Dakota Halal products run the gamut from case-ready steaks and breakfast beef, a product that resembles bacon, to a line of deli meats and frozen dinners marketed under the name Zem Zem. Wadi even grinds some of the bulk product into hamburger.
On September 11, 2001, five months after its first product went out the door, terrorists slammed airplanes into the World Trade Center and the Pentagon. The orders all but stopped.
Realizing they had a quality, source-verified product, Dakota Halal identified another market: the health conscious consumer. In late September of 2001, they began selling their entire product line to regional grocery stores, as well as area restaurants, under the Sheyenne Valley label.

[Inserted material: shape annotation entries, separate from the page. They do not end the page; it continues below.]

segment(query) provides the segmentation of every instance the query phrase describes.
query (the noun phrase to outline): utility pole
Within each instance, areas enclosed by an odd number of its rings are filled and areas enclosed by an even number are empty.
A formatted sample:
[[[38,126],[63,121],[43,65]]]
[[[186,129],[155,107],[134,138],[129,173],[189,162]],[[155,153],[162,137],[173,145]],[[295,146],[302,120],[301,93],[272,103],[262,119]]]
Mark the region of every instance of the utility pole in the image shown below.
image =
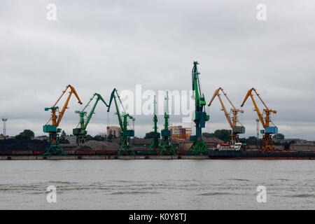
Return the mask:
[[[2,121],[4,122],[4,138],[6,139],[6,123],[8,120],[8,118],[2,118]]]

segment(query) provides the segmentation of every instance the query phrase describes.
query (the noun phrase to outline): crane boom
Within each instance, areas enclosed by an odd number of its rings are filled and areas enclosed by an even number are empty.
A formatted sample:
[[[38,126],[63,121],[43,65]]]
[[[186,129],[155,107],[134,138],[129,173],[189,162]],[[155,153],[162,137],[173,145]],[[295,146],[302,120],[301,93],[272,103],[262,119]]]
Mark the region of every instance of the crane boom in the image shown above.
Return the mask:
[[[118,94],[118,92],[115,88],[113,90],[111,94],[111,99],[109,99],[109,104],[107,109],[107,112],[109,112],[109,109],[111,108],[111,105],[113,102],[113,99],[115,102],[115,106],[116,108],[116,115],[118,118],[119,125],[120,127],[120,148],[118,150],[118,155],[120,155],[122,151],[126,153],[131,153],[132,155],[134,155],[134,152],[130,145],[130,138],[132,136],[134,136],[134,130],[127,130],[128,122],[127,119],[132,119],[134,120],[134,118],[130,115],[129,113],[126,112],[124,106],[120,100],[120,97]],[[118,100],[117,100],[117,99]],[[122,112],[120,114],[118,102],[120,104],[120,106],[122,108]]]
[[[225,106],[224,105],[223,101],[222,100],[222,98],[220,97],[220,91],[223,93],[225,98],[229,102],[230,104],[231,105],[232,108],[230,109],[230,113],[227,112],[227,110],[226,109]],[[230,141],[232,143],[237,143],[239,142],[238,134],[244,134],[245,133],[245,127],[241,125],[241,123],[239,122],[239,120],[237,119],[237,113],[244,113],[243,110],[239,110],[235,108],[234,104],[232,103],[232,102],[230,100],[229,97],[227,97],[227,94],[223,91],[223,89],[221,88],[218,88],[214,93],[214,95],[210,101],[210,102],[208,104],[208,106],[210,106],[212,104],[212,102],[216,98],[216,97],[218,97],[220,103],[222,106],[222,110],[224,112],[224,115],[226,117],[226,119],[227,120],[227,122],[230,125],[230,127],[232,129],[231,135],[230,135]],[[232,116],[231,118],[231,113],[232,114]],[[239,122],[241,126],[237,126],[237,122]]]
[[[255,101],[255,99],[253,98],[253,91],[255,93],[255,94],[258,96],[258,99],[260,100],[260,102],[262,103],[262,104],[265,106],[265,108],[263,109],[262,113],[260,113],[260,111],[258,108],[258,106],[257,106],[257,104]],[[272,139],[271,137],[272,134],[276,134],[278,133],[278,127],[270,127],[270,122],[272,122],[270,119],[270,113],[276,113],[276,111],[271,110],[268,108],[267,105],[265,104],[263,100],[261,99],[259,94],[257,92],[256,90],[254,88],[250,89],[246,95],[245,96],[245,98],[241,103],[241,106],[243,106],[246,102],[247,99],[248,99],[248,97],[251,97],[251,100],[253,102],[253,104],[255,107],[255,110],[257,113],[257,115],[258,116],[259,120],[260,120],[261,124],[262,125],[262,127],[264,128],[263,130],[260,130],[260,132],[263,134],[262,139],[260,143],[260,150],[262,153],[265,153],[266,151],[274,151],[274,142],[272,141]],[[265,114],[265,120],[263,114]]]
[[[192,152],[204,152],[208,151],[209,148],[202,139],[202,129],[206,125],[206,121],[209,120],[209,116],[205,112],[204,106],[206,101],[204,100],[204,94],[202,92],[197,65],[198,62],[194,62],[192,70],[192,97],[195,97],[195,113],[193,114],[193,121],[196,126],[196,135],[190,136],[190,140],[193,141],[192,145],[189,150]]]
[[[62,107],[62,111],[59,111],[59,107],[57,106],[57,104],[60,101],[62,96],[64,94],[64,93],[66,92],[66,90],[70,88],[70,92],[69,92],[68,97],[66,98],[66,102],[64,104],[64,106]],[[60,122],[62,119],[62,117],[64,115],[64,112],[66,111],[66,109],[68,108],[68,104],[70,100],[70,98],[72,95],[72,94],[74,94],[76,99],[78,99],[78,103],[80,104],[82,104],[81,100],[80,99],[80,97],[78,97],[76,89],[72,87],[71,85],[68,85],[66,87],[66,89],[62,92],[62,94],[61,96],[58,98],[57,102],[54,104],[54,105],[52,107],[46,107],[45,108],[45,111],[52,111],[52,116],[48,121],[48,122],[43,126],[43,131],[45,133],[49,133],[49,142],[50,145],[48,146],[48,148],[46,150],[46,152],[43,155],[62,155],[64,154],[62,152],[62,150],[61,149],[61,147],[59,144],[59,132],[61,132],[61,129],[57,128],[59,127],[59,125],[60,124]],[[58,115],[56,114],[57,111],[58,111]],[[48,125],[48,123],[52,120],[52,125]]]
[[[88,108],[88,106],[90,106],[90,104],[95,98],[95,97],[96,97],[95,102],[94,103],[94,105],[85,121],[84,117],[87,115],[87,112],[85,111],[85,109]],[[88,102],[88,104],[84,106],[84,108],[82,111],[75,111],[75,113],[78,113],[78,115],[80,116],[80,122],[79,122],[78,126],[76,127],[76,128],[74,128],[73,130],[73,134],[77,136],[77,142],[78,142],[78,145],[86,141],[86,134],[88,133],[86,131],[86,128],[88,127],[88,125],[90,122],[90,120],[92,118],[92,115],[94,113],[94,111],[95,111],[96,106],[97,105],[97,103],[99,102],[99,100],[103,102],[103,103],[106,106],[108,106],[108,105],[107,105],[106,102],[103,99],[103,97],[101,96],[101,94],[99,94],[98,93],[94,93],[93,94],[93,96],[90,99],[90,101]],[[78,127],[79,126],[80,126],[80,127]]]

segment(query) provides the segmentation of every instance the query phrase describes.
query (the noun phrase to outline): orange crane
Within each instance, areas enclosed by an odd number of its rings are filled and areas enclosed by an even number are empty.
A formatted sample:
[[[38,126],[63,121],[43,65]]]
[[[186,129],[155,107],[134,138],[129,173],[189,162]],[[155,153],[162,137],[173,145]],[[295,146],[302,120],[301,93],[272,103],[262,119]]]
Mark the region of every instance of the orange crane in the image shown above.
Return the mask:
[[[61,111],[59,111],[59,107],[57,106],[57,104],[59,102],[60,99],[62,97],[62,96],[64,94],[64,93],[66,92],[66,90],[70,88],[70,91],[69,92],[68,98],[66,98],[66,102],[64,103],[64,106],[62,107],[62,109]],[[61,96],[58,98],[57,102],[55,103],[55,104],[52,107],[46,107],[45,108],[45,111],[52,111],[52,116],[49,119],[49,120],[47,122],[47,123],[43,126],[43,131],[45,133],[49,133],[49,146],[46,150],[46,152],[43,154],[45,155],[62,155],[64,154],[62,152],[62,150],[61,149],[61,147],[59,144],[59,134],[61,132],[61,129],[57,128],[60,121],[62,119],[62,117],[64,116],[64,111],[66,108],[68,108],[68,104],[69,101],[70,100],[70,98],[72,95],[72,94],[74,94],[74,95],[76,97],[76,98],[78,100],[78,103],[80,104],[82,104],[81,100],[80,99],[80,97],[78,97],[78,94],[76,93],[76,90],[74,87],[72,87],[70,85],[68,85],[66,88],[66,90],[62,92],[62,94]],[[51,125],[48,125],[50,121],[52,121]]]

As America gets further away from September 11, things have begun to improve for Dakota Halal. Orders from Islamic customers are on the rise, the Sheyenne Valley label is taking hold and the plant has taken on some custom processing work. Cable, who sold only 12 of his animals to the company last year, just sent 21 animals to the plant for processing at the end of November. He sees the increase as encouraging and hopes that next year an even larger percentage of his herd will be needed to fill orders.
John Cable, Esmond, North Dakota:"... we think we have a really good product but we don't think everybody knows about it. So, we're looking for a niche market and we think in the meantime we're also supplying a product that the American public wants."
For Market to Market, I'm David Miller.